I think I know what we have to do in 2006-as labor organizer Joe Hill said as he was being put to death in the USA many years ago, he said, "don't mourn, organize." Well, we need to organize. Let's stop trying to out-expert-the-experts, showing them we know as much as they about diagnostics, health systems, intellectual property, procurement, tuberculosis. Let's politically organize wherever and whenever we can and help our colleagues in other countries to do so. This isn't about meetings and reports, this is about organizing a world-wide political campaign, with messages and media, a level of discipline and coordination that other successful political campaigns have had.
Most people I know now aren't doing political work, if they are, they are not in the USA, where we meet with each other and our opponents, where we criticize them and they criticize us, but unlike them, we have no political base of power any longer in the USA, we are talking heads without bodies. The advances we did secure early in the epidemic in this country were when there were people on the streets in San Francisco, New York, thousands of people, not dozens or hundreds, and millions marched on Washington to demand our rights.
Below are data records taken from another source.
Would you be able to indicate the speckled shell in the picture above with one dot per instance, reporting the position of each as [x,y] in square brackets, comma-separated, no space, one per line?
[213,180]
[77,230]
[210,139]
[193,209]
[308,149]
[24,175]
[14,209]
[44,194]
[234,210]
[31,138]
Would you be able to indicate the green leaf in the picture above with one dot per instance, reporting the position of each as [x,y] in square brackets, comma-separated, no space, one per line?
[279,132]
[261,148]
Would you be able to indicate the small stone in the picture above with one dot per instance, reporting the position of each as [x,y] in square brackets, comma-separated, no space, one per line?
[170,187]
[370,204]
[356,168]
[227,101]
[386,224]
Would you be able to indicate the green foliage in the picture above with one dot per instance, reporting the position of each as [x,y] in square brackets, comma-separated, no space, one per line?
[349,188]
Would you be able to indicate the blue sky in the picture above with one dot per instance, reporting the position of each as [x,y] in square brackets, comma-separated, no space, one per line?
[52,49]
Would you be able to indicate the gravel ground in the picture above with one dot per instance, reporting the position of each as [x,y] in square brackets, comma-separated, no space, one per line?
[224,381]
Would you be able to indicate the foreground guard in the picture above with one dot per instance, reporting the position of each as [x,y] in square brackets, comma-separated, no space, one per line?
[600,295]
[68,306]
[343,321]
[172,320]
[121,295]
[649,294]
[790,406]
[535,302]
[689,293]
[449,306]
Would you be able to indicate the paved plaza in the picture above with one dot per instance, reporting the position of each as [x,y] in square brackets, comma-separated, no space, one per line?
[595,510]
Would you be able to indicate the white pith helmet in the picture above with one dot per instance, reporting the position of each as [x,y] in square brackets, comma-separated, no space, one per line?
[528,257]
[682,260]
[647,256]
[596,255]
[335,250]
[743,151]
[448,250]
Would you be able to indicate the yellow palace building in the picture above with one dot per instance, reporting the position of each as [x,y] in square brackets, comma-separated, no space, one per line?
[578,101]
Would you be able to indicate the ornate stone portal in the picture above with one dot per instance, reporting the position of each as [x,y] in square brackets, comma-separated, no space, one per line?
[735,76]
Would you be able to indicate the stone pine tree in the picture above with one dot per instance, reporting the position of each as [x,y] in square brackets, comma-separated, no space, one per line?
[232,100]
So, it's time to go back to basics, and many of us remember how to do this, but somehow have drifted away from this kind of work. Yes, it's difficult, in the 1980s and 1990s, this kind of political organizing happened spontaneously and as the movement began to die at the beginning of the first Clinton Administration, we were tired and were all too glad to believe that finally we could get what we want from our leaders.
The Campaign to End AIDS is a noble attempt to revive the activist spirit, but why has it failed to catch fire, pull in significant resources, though it did give hundreds of new people a way to tap into the work. It now has to be brought to scale here in the US, were thousands and millions are demanding our rights once again. If we could put our collective brain-power together to figure out how to bring activism back to scale, well, that would be a critical task.